This would be a different world; an all-powerful and all-benevolent God could thwart you in any number of harmless ways - perhaps making the bank appear closed to you, or letting them happily give you whatever you wanted, but it just evaporated as you left... use your imagination. Then, knowing what motivated your attempt, an alternative way to sublimate those desires could be provided.
But in this scenario, you would have no material reason to rob a bank, and - as I said originally - if a benevolent God's creatures were created in its image instead of having evolved, they need not be given the aggressive and overly competitive feelings and emotional drives of evolved creatures, they would likewise be fundamentally benevolent - if there were such things as banks, you wouldn't consider robbery, but you might think about helping out. This is all fantasy, but it's just a way of exploring what one might expect from an all-powerful all-benevolent God creating in its own image.

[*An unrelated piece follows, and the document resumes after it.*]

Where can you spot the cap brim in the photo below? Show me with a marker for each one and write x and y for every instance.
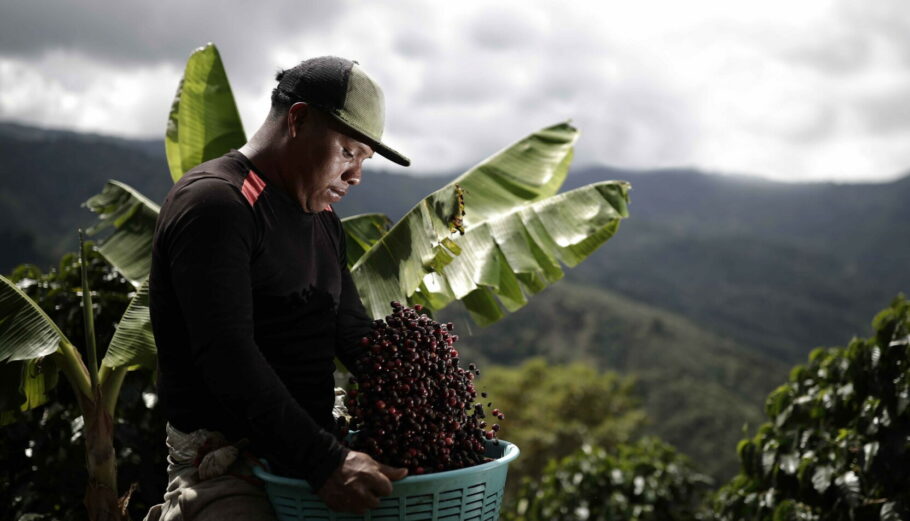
(380, 148)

OK, you seem not to have followed my argument... what I'm saying is that an all-powerful, all-benevolent creator does not need to create a physically evolved fine-tuned universe like ours, and an Earth populated by biologically evolved creatures; it can simply create a world that is safe (either by its very nature or as a result of ongoing divine intervention) and creatures that are fundamentally benevolent by nature. Of course it wouldn't be a world anything like our own, that's the point.
The fact that what we actually experience is the polar opposite of what one would expect from an all-powerful, all-benevolent creator, has necessitated theodicy, an entire field of contorted explanations for this stark contrast between what we'd expect from an all-powerful, all-benevolent creator, and what we actually experience.
I'm not asking you to agree, just to understand and acknowledge the argument and/or give a reasoned counter-argument - unless you have another explanation of the need for theodicy?